Denis took his chattels off the rack and piled them neatly in the corner opposite his own. A futile proceeding. But one must have something to do. When he had finished, he sank back into his seat and closed his eyes. It was extremely hot.

Oh, this journey! It was two hours cut clean out of his life; two hours in which he might have done so much, so much—written the perfect poem, for example, or read the one illuminating book. Instead of which—his gorge rose at the smell of the dusty cushions against which he was leaning. (Chapter I)

Dennis, too, is consciously making a choice to renounce the sensual realm. Once he sits down in the train, his first action is to close his eyes to the outside world. Then he begins to reflect that he could be writing a perfect poem or reading an illuminating book before the smell of the dusty cushions intrude and create in him a feeling of disgust. All sensuality is tiresome or disgusting to Dennis, and he tries throughout the novel to escape from life into ideas, often failing in a semi-comic manner.

This same sensual disgust is a feature of At Swim. For the narrator of the novel, the everyday world he hates and wishes to flee is represented by the uncle he lives with, a resolutely unintellectual middle-class, middle-aged man whose worldview is reduced to a series of cliches about the value of work and the vice of idleness. There is a revealing episode halfway through the novel when the narrator is observing his uncle interact with his similarly bourgeois friend from the Rathmines and Rathgar operatic society, Mr. Corcoran:

Suddenly [Mr. Corcoran] sneezed, spattering his clothing with a mucous discharge from his nostrils. As my uncle hurried to his assistance, I felt my gorge rise. I retched slightly, making a noise with my throat similar to that utilized by persons in the article of death.

[…]

I went to my room and lay prostrate on my bed, endeavouring to recover my composure.

[…]

Such was the degree of my emotional disturbance that I walked down to the centre of the town without adverting to my surroundings and without a predetermined destination. (108)
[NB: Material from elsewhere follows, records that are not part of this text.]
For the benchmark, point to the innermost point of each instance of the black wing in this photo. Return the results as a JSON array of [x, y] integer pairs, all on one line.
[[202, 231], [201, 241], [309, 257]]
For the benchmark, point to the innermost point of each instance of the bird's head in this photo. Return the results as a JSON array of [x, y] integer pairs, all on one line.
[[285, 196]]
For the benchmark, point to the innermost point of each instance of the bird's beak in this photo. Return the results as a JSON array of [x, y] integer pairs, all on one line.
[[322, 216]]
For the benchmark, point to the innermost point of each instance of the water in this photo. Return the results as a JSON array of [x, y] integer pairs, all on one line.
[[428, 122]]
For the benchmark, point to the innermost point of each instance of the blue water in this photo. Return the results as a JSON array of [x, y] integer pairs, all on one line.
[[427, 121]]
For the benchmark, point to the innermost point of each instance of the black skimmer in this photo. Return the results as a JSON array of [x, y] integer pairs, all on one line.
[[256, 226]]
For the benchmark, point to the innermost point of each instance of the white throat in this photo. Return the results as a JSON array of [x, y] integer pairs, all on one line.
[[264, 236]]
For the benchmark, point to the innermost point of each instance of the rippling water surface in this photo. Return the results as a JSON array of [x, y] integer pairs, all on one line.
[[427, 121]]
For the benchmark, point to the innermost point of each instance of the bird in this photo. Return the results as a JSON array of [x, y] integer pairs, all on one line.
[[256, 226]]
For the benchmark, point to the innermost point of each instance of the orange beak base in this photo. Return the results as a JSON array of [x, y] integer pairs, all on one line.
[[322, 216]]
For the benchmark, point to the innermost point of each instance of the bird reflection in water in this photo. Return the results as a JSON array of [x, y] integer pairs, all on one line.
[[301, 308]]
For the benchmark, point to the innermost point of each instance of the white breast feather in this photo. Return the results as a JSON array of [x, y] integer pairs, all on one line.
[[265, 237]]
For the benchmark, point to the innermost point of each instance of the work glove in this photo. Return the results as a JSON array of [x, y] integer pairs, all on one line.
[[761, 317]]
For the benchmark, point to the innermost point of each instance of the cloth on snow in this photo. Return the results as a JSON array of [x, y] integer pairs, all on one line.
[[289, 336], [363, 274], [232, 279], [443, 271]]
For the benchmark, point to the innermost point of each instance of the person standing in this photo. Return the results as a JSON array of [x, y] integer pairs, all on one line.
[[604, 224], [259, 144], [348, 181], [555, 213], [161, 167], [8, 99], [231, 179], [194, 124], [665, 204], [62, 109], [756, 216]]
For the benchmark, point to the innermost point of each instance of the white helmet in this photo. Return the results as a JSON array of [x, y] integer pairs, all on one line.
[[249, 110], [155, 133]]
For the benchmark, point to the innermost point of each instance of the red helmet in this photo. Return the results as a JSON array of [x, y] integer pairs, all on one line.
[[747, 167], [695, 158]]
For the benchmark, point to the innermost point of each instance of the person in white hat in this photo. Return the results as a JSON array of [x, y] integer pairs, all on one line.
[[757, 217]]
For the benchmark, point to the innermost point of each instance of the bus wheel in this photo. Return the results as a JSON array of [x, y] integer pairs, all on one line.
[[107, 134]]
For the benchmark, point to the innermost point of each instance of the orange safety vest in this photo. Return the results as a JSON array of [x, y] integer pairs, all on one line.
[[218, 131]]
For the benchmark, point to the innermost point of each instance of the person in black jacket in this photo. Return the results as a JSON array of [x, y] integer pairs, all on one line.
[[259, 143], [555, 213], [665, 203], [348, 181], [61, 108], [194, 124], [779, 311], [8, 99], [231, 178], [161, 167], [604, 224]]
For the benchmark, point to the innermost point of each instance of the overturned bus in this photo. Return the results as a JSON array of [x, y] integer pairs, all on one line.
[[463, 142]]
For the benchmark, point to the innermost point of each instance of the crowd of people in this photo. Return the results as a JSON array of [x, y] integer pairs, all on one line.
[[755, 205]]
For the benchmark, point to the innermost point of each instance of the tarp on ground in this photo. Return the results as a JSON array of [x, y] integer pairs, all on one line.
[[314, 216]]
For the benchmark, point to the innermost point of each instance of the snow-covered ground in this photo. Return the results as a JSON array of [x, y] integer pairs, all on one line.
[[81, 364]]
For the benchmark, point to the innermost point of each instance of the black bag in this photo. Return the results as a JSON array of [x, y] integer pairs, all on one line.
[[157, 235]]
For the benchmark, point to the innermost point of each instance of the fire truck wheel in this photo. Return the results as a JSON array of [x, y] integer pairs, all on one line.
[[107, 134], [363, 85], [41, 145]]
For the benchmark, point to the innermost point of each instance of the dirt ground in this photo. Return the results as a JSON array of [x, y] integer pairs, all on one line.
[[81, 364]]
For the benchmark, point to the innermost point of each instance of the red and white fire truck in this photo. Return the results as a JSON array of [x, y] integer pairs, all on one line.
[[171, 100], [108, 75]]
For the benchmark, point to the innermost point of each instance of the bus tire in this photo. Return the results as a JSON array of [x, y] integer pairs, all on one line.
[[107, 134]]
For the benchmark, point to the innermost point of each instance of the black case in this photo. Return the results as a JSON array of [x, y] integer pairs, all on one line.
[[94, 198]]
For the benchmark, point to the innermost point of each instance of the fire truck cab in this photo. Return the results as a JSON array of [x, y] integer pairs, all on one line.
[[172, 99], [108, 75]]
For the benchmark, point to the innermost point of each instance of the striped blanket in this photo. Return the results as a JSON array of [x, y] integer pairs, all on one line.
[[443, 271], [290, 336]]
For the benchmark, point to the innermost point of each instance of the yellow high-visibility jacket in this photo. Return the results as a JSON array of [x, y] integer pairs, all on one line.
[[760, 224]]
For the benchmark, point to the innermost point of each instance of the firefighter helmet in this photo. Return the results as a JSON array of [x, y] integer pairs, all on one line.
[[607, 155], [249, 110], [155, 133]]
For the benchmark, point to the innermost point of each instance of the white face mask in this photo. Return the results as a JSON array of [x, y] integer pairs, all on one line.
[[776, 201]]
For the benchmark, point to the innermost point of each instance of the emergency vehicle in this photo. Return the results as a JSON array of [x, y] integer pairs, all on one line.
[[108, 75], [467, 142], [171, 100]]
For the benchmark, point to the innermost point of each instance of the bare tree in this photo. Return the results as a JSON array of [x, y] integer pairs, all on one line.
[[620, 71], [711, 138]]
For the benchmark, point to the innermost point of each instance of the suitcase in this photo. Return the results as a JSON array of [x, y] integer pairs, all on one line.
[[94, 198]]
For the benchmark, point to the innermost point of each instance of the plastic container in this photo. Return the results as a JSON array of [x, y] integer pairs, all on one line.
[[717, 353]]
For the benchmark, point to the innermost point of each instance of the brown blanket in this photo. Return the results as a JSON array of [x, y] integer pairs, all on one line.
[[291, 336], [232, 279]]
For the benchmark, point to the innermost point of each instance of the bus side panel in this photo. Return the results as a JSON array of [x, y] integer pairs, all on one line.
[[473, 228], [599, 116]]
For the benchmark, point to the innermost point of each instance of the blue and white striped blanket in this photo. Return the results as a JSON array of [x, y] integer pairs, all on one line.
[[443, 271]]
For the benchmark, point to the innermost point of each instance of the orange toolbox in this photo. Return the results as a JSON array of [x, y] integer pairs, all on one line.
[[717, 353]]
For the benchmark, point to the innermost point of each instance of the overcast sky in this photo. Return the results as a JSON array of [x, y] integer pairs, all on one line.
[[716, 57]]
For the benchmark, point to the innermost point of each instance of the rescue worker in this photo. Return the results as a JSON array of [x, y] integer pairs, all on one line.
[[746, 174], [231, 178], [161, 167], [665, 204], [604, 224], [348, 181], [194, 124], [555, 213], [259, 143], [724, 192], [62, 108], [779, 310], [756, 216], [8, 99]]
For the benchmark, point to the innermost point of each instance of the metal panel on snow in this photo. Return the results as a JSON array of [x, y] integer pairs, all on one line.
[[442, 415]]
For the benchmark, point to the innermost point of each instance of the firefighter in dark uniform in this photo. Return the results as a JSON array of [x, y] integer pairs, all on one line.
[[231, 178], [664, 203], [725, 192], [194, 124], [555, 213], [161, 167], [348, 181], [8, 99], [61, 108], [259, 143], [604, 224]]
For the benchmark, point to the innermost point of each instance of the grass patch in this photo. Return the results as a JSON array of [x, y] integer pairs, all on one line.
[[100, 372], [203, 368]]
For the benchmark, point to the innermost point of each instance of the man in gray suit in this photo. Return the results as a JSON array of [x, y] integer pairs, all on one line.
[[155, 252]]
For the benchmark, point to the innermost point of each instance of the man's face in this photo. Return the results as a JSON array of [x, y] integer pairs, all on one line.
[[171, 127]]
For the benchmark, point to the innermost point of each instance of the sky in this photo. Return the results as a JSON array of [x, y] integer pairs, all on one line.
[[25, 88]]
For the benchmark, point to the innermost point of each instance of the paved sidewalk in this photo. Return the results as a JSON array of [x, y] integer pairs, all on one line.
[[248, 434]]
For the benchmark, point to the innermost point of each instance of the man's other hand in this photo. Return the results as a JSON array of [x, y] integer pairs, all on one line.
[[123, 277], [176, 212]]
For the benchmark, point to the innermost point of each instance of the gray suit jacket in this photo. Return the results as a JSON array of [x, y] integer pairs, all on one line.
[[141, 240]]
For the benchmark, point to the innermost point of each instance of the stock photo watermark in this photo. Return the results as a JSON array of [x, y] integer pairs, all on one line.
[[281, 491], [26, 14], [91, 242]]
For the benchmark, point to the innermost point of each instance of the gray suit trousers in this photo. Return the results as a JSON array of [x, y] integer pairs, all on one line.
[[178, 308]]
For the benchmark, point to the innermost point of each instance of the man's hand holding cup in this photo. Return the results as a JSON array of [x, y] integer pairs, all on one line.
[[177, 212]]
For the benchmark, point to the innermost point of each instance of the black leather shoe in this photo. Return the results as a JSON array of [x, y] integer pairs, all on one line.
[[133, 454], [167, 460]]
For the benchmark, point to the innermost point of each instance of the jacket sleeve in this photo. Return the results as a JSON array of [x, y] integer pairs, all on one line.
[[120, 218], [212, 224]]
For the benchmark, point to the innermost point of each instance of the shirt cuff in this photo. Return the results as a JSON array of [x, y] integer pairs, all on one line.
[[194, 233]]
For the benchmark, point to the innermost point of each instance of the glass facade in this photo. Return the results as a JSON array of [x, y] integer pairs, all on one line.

The narrator’s response is clearly disproportionate. A poorly guarded sneeze leads him into a state of “emotional disturbance”, one of very few admissions of deep feeling in the novel. Like Huxley in the opening lines of Crome, O’Brien uses the metaphor of the gorge rising. It reveals what all of the narrator’s previous interactions with his uncle have suggested, a deep and unbridgeable fissure between the intellectual and literarily ambitious narrator and his working-class uncle. He never tries to analyse his feelings or his difficult relationship with his uncle, just as he never gives any personal or family background. He merely presents their various run-ins, in which the language they use is jarringly different. The one pedantically formal and exact; the other colloquial, conventional and full of trite moralising. True communication is impossible.

In the aftermath of the sneeze episode, the narrator’s retreat to his bed when he is upset points to the importance of that article throughout the novel. The narrator rows consistently with his uncle about the inordinate time he spends in bed. “Aren’t you very fond of your bedroom now” his uncle asks with exasperation. He is, and justifies it in the narration, referring to “the tender trestle of my bed’ and “the envelope of my bed”. Later, another character of an intellectuo-literary disposition, one Byrne, offers a lofty panegyric to beds and sleep. An opposing view appears in the dark and disorienting final passage of the novel, attributed to a Professor Du Fernier of the Sorbonne:

It is of importance the most inestimable, he writes, that for mental health there should he walking and not overmuch of the bedchamber. (246)

That is bad news for our narrator, for whom bed is the locus of reflection, ideas and the life of the mind. It is freedom from the repulsive vulgarity of the other. The narrator has cast off the world even more drastically than Dennis Stone in Huxley’s novel. The results of such a course of action are uncertain, and may hint at encroaching darkness and madness. All we know for sure from reading At Swim is that they are funny, to a degree perhaps unparalleled in literature.